L’économie de partage, ou économie collaborative, est un phénomène relativement récent qui fait couler beaucoup d’encre actuellement. Entre partisans et détracteurs, les échanges sur le sujet se succèdent, notamment à propos de la difficulté à assurer ce type d’activité, sans qu’on en saisisse toujours tous les tenants et les aboutissants. Quels sont les risques de s’adonner à l’économie de partage?

Qu’est-ce que l’économie de partage?

L’économie collaborative, ou économie de partage (de l’anglais sharing economy), regroupe différentes activités dans divers secteurs dont l’immobilier (comme l'échange d'appartements ou le partage de bureaux) ou encore le transport (comme le partage d’automobile, l’automobile en libre service ou le transport rémunéré de passagers).

En 2008, quand Uber et Airbnb ont été créées, il s’agissait alors de l’œuvre de deux ou trois individus visant leur usage presque personnel. Peu à peu, le nombre d’utilisateurs a augmenté et l’implantation des deux compagnies a vite fait place à leur internationalisation. En 2014, chaque nuit, plus de 140 000 personnes en provenance de plus de 160 pays. voyageaient avec Airbnb, partout autour du monde. Quant au service de covoiturage urbain, Uber est maintenant présent dans près de 400 villes et, en janvier 2016, l’antenne québécoise a reçu à elle seule 450 000 requêtes. En 2015-2016 au Canada, 2,7 milliards de consommateurs ont affirmé avoir utilisé des services d’économie de partage, soit pour le transport ou l’hébergement, dépensant plus de 1,3 milliard de dollars1.

Bien sûr, vous pourriez vous aussi être tentés de pratiquer ce genre d’activité, notamment pour arrondir vos fins de mois. Mais seriez-vous assurés en cas de sinistre?

Hébergement à court terme

Si vous ne déclarez pas à votre assureur que vous offrez votre habitation en location sur des sites du type Airbnb, les conséquences pourraient vous coûter cher en cas de sinistre. En effet, votre assureur pourrait alors annuler votre contrat, notamment s’il peut prouver que, avisé de cette information, il n’aurait jamais émis de contrat d’assurance habitation. Dans d’autres situations, l’assureur aurait peut-être accepté de vous couvrir, moyennant une prime plus élevée afin de couvrir ce risque supplémentaire. Dans un tel cas, si un sinistre survient, vous serez sans doute indemnisé partiellement.

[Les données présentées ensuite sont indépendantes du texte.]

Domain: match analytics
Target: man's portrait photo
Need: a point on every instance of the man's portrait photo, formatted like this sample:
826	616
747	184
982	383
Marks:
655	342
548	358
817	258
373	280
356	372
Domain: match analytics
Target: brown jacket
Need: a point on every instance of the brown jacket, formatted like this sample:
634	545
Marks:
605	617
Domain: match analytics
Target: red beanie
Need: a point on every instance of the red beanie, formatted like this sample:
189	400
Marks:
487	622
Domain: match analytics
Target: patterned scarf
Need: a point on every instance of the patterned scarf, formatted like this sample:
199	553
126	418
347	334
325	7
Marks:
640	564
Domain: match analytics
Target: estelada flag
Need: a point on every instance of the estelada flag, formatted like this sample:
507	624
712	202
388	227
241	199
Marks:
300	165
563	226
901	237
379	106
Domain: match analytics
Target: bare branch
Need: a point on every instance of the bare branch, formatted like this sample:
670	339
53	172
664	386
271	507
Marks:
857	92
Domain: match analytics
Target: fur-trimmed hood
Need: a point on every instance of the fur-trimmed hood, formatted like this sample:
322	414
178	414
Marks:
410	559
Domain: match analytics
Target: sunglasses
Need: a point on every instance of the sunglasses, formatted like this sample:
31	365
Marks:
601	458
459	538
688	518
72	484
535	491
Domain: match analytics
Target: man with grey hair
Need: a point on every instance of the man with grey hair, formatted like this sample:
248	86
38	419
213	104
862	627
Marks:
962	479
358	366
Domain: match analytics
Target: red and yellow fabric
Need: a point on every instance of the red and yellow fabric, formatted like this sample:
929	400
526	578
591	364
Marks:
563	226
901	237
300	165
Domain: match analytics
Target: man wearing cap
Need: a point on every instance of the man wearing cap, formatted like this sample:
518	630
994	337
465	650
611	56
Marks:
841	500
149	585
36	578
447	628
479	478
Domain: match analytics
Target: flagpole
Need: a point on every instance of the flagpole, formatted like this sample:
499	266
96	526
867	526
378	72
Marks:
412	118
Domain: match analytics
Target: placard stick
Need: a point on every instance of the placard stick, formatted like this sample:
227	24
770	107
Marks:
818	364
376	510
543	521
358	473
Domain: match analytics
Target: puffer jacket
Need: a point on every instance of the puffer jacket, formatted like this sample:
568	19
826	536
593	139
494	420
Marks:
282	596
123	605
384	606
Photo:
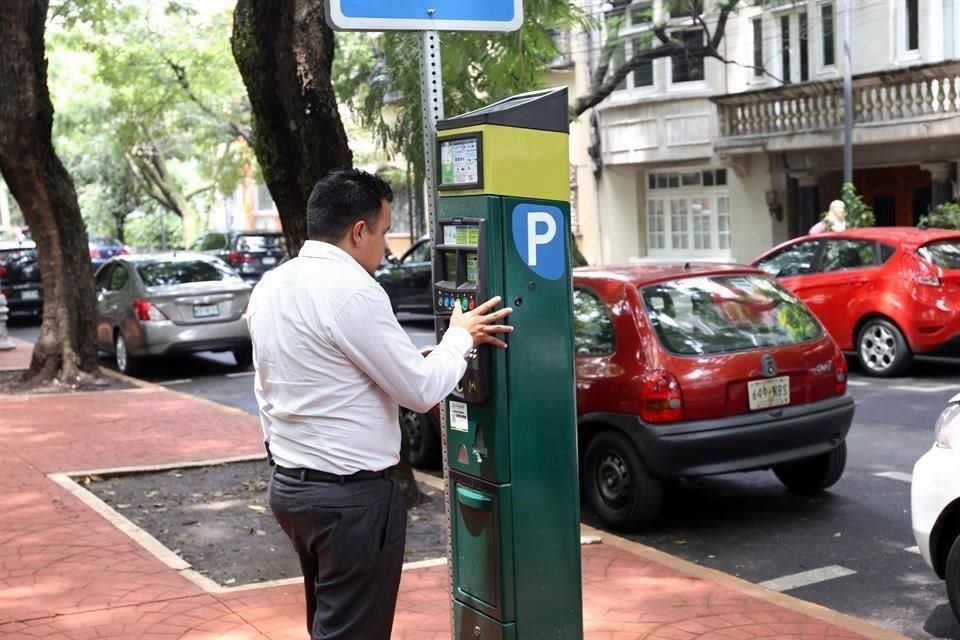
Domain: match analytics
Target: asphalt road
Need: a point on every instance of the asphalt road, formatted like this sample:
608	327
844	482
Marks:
853	545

Plusieurs cas malheureux de propriétaires-locateurs mal assurés ont fait les manchettes des journaux au cours des dernières années et il y a peu de chances que vous vouliez vivre la même chose. Les contrats d’assurance habitation peuvent prévoir une protection en responsabilité civile pour la résidence assurée prêtée ou louée à un tiers, tant qu’il s’agit d’une activité occasionnelle, c'est-à-dire équivalant à 30 jours ou moins par an, consécutifs ou non. Si vous louez votre domicile plus que 30 jours par année ou à une fréquence régulière, vous pourriez avoir besoin de protections supplémentaires. Dans tous les cas, communiquez avec votre agent ou votre courtier en assurance de dommages pour l’informer de cette activité, et ainsi être en mesure de valider et d’obtenir les protections adéquates.

Le phénomène étant encore récent, il sera peut être nécessaire de magasiner auprès de différents assureurs, ou de faire appel à un courtier qui le fera pour vous, afin de trouver le bon produit adapté à votre situation.

Transport rémunéré de passagers

En assurance automobile des particuliers, les sinistres qui surviennent alors que le véhicule assuré est utilisé comme taxi, ou tout autre véhicule fourni avec chauffeur, sont exclus. En cas de sinistre, l’assureur peut refuser de vous indemniser.

Si vous décidez d’utiliser votre véhicule pour un usage commercial tel le transport rémunéré de passagers que proposent, entre autres, Uber ou Turo, communiquez avec un agent ou un courtier en assurance de dommages qui sera en mesure de valider avec vous les protections d’assurance dont vous avez besoin. En effet, pour proposer vos services dans le cadre de ces programmes d’économie de partage et vous conformer aux exigences réglementaires et légales qui y sont rattachées, vous pourriez avoir besoin d’une assurance automobile supplémentaire ou différente. En bout de ligne, ces quelques minutes pourraient vous permettre de vous ménager beaucoup de temps, d’argent et de trouble!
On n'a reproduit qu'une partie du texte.